Questo “difetto” della nostra memoria, che talvolta collega ed associa informazioni relative a contesti e situazioni del tutto indipendenti, è purtroppo ulteriormente aggravato dalle modalità in cui viene richiamato il ricordo. La tecnica di interrogatorio, da questo punto di vista, può involontariamente guidare il testimone verso forme di identificazione non appropriate. Nel classico riconoscimento all’americana, per esempio, sembra che il meccanismo mentale sia quello di un progressivo avvicinamento: il testimone cioè procede scartando per difetto, più che riconoscere per identificazione (se la persona incriminata del fatto è un uomo alto coi capelli scuri, si scartano prima tutti quelli bassi e/o coi capelli chiari e così via). Da questo punto di vista, un riconoscimento fatto vedendo non più persone insieme, bensì una alla volta, sarebbe certamente più affidabile. E’ pertanto di buon auspicio che nel 1998 il ministro della giustizia statunitense, Janet Reno, abbia formato un gruppo di lavoro composto anche da psicologi per rivedere le direttive di massima per la raccolta delle testimonianze.

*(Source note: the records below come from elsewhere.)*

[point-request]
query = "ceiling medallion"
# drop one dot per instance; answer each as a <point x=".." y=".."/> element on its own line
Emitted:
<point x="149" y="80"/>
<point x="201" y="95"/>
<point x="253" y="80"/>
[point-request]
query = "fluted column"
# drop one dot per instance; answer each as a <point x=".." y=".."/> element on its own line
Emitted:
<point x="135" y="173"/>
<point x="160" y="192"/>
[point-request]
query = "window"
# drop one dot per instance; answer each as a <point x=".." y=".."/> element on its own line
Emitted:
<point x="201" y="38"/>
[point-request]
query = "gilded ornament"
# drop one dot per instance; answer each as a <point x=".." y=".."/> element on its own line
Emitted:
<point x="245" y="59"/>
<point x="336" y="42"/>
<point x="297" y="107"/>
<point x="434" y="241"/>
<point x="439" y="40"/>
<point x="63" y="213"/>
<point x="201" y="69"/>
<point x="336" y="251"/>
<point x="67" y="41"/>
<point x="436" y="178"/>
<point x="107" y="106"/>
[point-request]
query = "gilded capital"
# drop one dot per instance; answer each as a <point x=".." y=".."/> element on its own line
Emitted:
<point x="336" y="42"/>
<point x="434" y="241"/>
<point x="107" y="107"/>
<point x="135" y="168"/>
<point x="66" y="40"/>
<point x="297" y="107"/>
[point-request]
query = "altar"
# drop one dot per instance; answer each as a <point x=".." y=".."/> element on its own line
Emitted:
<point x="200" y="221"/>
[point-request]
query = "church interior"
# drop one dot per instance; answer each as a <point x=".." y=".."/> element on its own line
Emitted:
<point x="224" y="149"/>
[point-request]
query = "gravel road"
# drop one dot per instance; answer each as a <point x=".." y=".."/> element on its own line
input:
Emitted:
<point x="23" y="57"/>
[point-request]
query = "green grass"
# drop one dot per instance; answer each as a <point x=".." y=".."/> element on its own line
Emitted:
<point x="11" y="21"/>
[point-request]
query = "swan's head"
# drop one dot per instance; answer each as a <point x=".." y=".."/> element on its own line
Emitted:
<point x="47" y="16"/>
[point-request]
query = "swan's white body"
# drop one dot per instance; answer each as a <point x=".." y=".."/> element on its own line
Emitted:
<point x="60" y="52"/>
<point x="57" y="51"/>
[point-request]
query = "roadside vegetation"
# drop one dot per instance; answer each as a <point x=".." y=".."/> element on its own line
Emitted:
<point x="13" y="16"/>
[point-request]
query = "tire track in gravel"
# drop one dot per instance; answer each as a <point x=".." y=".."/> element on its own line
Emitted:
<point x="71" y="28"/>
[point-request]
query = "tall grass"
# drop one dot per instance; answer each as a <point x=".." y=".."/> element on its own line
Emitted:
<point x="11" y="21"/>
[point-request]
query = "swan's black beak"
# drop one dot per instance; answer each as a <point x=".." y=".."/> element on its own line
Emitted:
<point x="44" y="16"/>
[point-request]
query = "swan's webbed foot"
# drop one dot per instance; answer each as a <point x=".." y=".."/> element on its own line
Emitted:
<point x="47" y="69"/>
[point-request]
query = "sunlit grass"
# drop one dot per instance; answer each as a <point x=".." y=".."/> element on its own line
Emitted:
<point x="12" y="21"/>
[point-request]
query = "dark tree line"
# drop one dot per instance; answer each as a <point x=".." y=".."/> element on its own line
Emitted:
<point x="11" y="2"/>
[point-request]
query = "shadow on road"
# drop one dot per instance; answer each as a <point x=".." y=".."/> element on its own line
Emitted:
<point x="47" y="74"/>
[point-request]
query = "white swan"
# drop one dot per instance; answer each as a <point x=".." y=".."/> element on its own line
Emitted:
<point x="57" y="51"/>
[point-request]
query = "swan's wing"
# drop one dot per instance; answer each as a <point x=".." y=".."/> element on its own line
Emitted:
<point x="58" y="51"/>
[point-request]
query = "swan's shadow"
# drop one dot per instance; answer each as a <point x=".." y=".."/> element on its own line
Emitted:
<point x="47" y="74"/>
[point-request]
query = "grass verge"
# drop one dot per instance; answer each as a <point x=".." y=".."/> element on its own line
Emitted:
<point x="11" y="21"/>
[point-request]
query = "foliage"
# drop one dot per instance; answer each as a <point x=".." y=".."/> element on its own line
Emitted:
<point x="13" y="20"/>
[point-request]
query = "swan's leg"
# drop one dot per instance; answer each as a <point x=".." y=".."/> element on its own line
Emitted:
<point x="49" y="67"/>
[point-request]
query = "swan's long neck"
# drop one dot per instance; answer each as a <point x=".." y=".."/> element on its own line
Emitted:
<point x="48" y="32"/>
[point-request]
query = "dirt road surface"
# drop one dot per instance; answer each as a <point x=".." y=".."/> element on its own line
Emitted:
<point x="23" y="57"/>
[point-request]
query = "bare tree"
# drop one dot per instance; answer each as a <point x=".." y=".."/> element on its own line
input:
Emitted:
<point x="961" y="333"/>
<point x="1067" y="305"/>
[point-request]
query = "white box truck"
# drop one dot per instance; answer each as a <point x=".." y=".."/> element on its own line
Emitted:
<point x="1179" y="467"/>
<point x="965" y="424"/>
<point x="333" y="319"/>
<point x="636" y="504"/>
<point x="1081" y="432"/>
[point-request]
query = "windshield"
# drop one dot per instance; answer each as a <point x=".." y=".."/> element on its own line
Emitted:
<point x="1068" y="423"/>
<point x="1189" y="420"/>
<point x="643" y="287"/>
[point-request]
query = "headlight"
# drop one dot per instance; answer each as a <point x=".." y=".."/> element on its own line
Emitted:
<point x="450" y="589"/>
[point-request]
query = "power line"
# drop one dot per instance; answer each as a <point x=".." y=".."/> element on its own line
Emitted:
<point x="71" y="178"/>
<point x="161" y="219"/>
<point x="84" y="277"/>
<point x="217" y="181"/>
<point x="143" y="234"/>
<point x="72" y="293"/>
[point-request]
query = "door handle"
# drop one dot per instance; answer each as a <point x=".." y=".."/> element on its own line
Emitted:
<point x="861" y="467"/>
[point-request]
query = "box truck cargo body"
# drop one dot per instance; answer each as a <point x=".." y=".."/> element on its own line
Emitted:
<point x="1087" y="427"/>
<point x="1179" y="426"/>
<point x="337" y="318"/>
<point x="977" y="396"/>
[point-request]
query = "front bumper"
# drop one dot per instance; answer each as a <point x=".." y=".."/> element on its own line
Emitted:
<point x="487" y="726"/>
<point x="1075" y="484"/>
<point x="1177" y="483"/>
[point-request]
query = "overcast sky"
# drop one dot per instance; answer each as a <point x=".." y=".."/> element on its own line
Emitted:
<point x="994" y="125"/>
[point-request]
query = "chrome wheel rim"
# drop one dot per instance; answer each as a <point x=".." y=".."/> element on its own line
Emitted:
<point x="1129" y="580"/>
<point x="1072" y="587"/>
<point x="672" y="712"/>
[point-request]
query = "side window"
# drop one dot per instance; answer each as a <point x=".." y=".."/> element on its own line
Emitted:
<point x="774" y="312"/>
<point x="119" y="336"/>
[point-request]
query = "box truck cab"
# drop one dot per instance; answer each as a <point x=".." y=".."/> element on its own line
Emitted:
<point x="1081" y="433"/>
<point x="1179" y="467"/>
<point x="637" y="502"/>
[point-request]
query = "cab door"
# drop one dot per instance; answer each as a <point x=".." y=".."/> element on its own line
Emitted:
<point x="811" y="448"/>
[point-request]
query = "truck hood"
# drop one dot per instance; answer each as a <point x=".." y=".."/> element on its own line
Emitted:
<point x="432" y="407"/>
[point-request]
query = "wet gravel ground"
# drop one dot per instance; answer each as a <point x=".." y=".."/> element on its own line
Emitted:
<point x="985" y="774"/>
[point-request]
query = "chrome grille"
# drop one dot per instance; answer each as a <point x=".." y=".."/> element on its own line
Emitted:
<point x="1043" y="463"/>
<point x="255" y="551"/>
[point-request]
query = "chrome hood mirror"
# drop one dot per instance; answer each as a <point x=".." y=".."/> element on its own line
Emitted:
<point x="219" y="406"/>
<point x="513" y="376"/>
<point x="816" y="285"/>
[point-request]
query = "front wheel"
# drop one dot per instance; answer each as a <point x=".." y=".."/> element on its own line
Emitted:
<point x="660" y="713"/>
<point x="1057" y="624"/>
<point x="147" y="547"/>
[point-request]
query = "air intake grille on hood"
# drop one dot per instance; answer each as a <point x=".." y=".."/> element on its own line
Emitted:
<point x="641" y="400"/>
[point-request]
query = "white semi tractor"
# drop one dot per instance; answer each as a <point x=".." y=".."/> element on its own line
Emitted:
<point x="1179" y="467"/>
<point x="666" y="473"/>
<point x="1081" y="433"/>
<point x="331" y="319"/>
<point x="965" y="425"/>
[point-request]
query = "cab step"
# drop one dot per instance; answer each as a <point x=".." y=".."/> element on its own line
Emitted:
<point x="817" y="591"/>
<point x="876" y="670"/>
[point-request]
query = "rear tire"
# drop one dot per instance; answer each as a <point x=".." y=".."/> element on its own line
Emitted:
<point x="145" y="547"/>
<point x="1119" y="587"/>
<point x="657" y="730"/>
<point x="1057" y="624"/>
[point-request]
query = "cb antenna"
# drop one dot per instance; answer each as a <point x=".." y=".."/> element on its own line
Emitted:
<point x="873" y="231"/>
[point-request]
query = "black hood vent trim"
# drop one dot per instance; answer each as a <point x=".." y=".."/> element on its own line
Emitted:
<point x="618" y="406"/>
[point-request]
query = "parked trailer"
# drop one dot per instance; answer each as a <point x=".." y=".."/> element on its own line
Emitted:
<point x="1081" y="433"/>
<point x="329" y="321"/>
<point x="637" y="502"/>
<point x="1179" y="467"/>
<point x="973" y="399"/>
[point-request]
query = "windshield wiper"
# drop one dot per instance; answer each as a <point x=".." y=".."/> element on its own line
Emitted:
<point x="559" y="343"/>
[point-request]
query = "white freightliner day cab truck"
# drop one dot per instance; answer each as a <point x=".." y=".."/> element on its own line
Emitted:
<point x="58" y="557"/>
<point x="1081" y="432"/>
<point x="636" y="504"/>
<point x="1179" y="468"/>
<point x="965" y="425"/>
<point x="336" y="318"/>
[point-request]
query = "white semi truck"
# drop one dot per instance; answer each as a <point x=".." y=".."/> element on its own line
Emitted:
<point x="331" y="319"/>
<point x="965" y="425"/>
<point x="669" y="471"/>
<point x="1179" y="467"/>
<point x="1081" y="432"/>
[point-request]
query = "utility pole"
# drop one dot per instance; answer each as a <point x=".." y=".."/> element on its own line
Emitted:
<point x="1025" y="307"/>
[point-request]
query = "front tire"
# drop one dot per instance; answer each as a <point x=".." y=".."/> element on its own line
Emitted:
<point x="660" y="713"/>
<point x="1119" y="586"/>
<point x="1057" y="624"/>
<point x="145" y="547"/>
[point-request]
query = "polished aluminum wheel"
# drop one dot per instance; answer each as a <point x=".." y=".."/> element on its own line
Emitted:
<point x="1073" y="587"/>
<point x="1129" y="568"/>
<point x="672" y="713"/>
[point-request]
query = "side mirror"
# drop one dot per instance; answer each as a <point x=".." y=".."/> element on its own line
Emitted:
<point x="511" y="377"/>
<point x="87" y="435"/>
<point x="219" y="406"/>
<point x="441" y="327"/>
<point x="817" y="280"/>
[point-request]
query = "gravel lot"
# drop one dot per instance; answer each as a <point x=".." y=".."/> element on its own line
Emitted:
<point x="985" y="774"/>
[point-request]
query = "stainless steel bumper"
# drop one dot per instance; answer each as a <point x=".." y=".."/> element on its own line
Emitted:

E' bene ricordare che la nostra memoria è una "benedizione degli dei", ma purtroppo talora è fallace e non ci è quasi mai dato di sapere quando questo avvenga.
http://www.asgmedia.it/asg/page.asp?VisImg=S&Art=47496&Cat=1&I=3355&IdTipo=0&TitoloBlocco=Dall'Italia
Fonte: Ross D.F. et al, 1994, Unconscious transference and mistaken identity. When a witness misidentifies a familiar but innocent person, in “Journal of Applied Psychology”, 79, pp 918-930
Thomson D.M., 1988, Context and false recognition, in Davies G.M., Thomson D.M. (a cura di), Memory in context. Context in memory, Chichester, England, John Wiley.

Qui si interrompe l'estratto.